Se siguen premiando las mismas conductas. Las decisiones siguen siendo verticales. El feedback todavía es temido. Y entonces, nos preguntamos: ¿de verdad estamos cambiando o solo estamos decorando el discurso?

Luego de leer este artículo de Jessica Alzamora sobre la “trampa del cambio superficial”, me quedé pensando en cuántas empresas, a pesar de invertir tiempo, dinero y campañas internas, no logran que el cambio cale hondo. ¿El motivo? Sencillo, pero incómodo: no todos los líderes se comprometen de verdad.

Cuando el cambio es solo un anuncio (y no un compromiso)

He visto equipos enteros ilusionarse con un nuevo propósito, con valores redefinidos, con talleres de cultura… para luego volver a la rutina de siempre. El problema no es la intención, sino la falta de coherencia. Porque el cambio real no se logra con un workshop, sino con el ejemplo constante.

Según McKinsey, el 70% de las iniciativas de cambio organizacional fallan en gran medida debido a la falta de liderazgo.

Mientras que, de acuerdo con el Center for Creative Leadership entre el 50% y 70% de los procesos de transformación fallan porque no consideran el factor humano: emociones, resistencias, hábitos arraigados. Y eso comienza en la cima.

¿Qué hace la diferencia en un cambio real?

  1. Líderes que cambian primero: Si el liderazgo no es el primer reflejo del cambio, la organización no lo seguirá. El discurso pierde fuerza cuando las acciones no lo respaldan.
  2. Agentes de cambio en todos los niveles: No se trata de “comités de cambio” aislados. Las redes informales (aquellos líderes silenciosos, referentes naturales) son quienes sostienen la transformación en el día a día.
  3. Menos slogans, más coherencia: La gente no necesita otro cartel en la oficina que diga “Innovación”. Necesita espacio real para proponer, equivocarse y ser escuchada.
  4. Reconocer lo nuevo, aunque aún no sea perfecto: Cambiar implica equivocarse. Las organizaciones que reconocen los esfuerzos hacia la nueva cultura, aunque el resultado no sea inmediato, son las que logran sostener el cambio.

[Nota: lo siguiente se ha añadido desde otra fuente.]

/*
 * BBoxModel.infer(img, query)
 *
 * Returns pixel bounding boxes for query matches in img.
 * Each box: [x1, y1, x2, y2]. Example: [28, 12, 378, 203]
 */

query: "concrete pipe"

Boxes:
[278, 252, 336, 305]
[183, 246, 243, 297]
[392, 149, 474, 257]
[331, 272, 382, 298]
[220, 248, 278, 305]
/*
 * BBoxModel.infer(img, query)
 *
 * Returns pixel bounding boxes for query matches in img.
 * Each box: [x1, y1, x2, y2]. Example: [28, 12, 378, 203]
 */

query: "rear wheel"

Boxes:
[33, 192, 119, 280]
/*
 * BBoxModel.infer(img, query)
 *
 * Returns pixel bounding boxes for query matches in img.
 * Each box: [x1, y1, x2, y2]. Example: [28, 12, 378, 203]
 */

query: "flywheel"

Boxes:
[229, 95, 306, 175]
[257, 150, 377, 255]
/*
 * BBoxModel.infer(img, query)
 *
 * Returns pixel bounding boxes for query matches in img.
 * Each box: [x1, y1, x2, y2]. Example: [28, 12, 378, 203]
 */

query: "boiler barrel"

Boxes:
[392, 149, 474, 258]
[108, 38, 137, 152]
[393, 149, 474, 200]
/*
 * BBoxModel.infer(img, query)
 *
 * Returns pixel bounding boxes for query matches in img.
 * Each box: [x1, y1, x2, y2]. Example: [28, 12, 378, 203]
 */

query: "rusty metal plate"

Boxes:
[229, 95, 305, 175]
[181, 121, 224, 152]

El cambio sostenible empieza con humildad

Transformar una cultura es un proceso que incomoda. Es aceptar que lo que funcionó ayer, hoy ya no alcanza. Es aprender a soltar viejas formas de liderar y estar dispuesto a escuchar realmente.

He aprendido que cuando el cambio no toca el corazón del liderazgo, todo esfuerzo termina siendo cosmético. Un cambio real se siente, no se anuncia.